Rethinking Third-Party Risk in the Age of AI

Traditional vendor risk management is a point-in-time snapshot that's outdated in weeks. I built a system using specialized AI agents that assesses security, compliance, and financial stability across our entire vendor portfolio—without expensive commercial tools.

AITHIRD PARTY RISK

Andrew Brosman

2/11/202611 min read

Traditional vendor risk management has a few fatal flaws: namely, your assessment expires the moment you complete it. You spend weeks gathering questionnaires, reviewing certifications, and analyzing SOC 2 reports, only to produce a risk assessment that represents a single point in time. By the time your vendor makes it through procurement, that carefully compiled risk profile might already be obsolete. Meanwhile, your vendor portfolio keeps growing, and the idea of reassessing hundreds of relationships annually becomes a resourcing fantasy. Many compliance frameworks advocate for continuous monitoring as a solution but expensive tools make it prohibitive for many companies to obtain this level of oversight.

In the age of AI, the walls are coming down and security governance teams can build a better third-party risk management system to solve these problems. Not as a replacement for human judgment, but as a way to conduct more thorough reviews and make continuous, comprehensive vendor monitoring actually feasible.
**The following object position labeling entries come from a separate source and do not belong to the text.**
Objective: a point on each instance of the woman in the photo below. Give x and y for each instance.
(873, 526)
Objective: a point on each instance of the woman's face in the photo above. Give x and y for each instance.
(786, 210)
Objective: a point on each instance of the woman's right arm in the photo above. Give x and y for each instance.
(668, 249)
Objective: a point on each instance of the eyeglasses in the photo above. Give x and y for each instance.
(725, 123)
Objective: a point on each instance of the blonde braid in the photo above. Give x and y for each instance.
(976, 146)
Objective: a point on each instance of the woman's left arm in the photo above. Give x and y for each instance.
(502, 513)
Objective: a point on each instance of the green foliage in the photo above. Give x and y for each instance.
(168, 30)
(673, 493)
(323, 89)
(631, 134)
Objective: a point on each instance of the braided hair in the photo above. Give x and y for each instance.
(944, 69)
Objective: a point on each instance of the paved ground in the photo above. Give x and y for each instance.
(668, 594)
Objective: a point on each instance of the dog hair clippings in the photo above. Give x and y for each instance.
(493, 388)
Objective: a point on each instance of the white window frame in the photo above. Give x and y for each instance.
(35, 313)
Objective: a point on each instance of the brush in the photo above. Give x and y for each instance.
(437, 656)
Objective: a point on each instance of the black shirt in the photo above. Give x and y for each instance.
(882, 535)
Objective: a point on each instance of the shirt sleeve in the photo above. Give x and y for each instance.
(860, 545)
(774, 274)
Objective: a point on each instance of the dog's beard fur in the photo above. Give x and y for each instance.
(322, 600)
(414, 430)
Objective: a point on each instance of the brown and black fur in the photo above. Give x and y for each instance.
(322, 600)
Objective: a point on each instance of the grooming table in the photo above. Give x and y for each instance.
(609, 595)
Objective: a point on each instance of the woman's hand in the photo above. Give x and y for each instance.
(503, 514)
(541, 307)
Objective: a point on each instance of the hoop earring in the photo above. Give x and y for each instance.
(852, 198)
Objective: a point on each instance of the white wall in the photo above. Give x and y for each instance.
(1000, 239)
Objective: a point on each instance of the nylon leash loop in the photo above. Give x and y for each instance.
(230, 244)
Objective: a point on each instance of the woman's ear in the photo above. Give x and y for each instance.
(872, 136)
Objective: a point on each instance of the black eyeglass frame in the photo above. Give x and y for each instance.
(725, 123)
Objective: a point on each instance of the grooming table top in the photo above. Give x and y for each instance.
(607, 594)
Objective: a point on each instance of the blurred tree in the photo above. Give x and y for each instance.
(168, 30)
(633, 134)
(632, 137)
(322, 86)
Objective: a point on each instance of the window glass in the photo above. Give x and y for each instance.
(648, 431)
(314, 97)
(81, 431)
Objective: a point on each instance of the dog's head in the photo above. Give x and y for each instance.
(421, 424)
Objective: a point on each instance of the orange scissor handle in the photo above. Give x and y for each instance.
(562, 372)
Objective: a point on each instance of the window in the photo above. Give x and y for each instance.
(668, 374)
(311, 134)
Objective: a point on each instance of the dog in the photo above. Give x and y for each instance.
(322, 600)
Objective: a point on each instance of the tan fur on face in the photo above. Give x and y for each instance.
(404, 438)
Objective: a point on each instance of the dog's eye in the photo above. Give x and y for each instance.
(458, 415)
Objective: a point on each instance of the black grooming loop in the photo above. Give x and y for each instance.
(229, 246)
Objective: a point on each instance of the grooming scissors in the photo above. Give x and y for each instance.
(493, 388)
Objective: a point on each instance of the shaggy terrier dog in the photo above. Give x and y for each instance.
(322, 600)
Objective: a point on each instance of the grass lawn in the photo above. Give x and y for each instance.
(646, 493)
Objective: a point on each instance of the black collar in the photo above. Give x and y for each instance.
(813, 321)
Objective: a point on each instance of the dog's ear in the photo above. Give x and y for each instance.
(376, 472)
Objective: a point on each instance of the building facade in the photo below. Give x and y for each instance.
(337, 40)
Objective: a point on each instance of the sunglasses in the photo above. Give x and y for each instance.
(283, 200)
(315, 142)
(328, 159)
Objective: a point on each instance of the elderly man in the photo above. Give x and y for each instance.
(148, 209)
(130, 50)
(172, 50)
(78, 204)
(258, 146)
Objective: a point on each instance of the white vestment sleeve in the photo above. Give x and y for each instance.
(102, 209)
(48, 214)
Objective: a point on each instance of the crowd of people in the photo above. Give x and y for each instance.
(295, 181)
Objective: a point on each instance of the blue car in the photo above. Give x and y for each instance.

What started as an experiment in using AI to accelerate manual searches evolved into a swarm of specialized agents that continuously assess and monitor vendor risk across multiple dimensions. Here's how it works and what I learned building it.

The Problem with Traditional Third Party Risk Management

Many organizations ask for a SOC 2 during vendor onboarding and then... hope for the best. While compliance reports and certifications have their place, they provide limited, point in time assurance by their very nature. Some companies manage third party risk through large questionnaires, testing their vendor's knowledge and capabilities to handle security threats. However this approach has its own flaws; namely a trust without verify mentality if (a huge if) the questionnaire is completed at all. Outside of their effectiveness, questionnaires can be blockers to procurement processes, creating an endless back and forth until the form is filled to the customers' satisfaction.

More mature organizations may use specialized third party risk management applications to do all of the above, with a layer of continuous monitoring. Applications like BitSight or SecurityScorecard help manage the vendor lifecycle but also provide alerts for security incidents and relevant vulnerabilities. I'm not knocking these tools, these solve many of the issues with traditional third party risk management, but the underlying logic of these systems is not overly complicated. These capabilities can be built at home with customization that would otherwise be limited by the application interface.

Breaking Down Vendor Risk into Dimensions

Vendor risk isn't one thing, it's a composite of distinct risk attributes that can be evaluated independently. Traditional vendor risk management typically looks at likelihood and impact to arrive at a vendor risk score or tier. I believe there's actually more value in taking apart these simplifications into distinct risk attributes. These can be customized to fit your needs but some to consider are:

Data Sensitivity - What type of data does this vendor access? PII? Payment information? Health records? Each category carries different regulatory obligations and breach implications.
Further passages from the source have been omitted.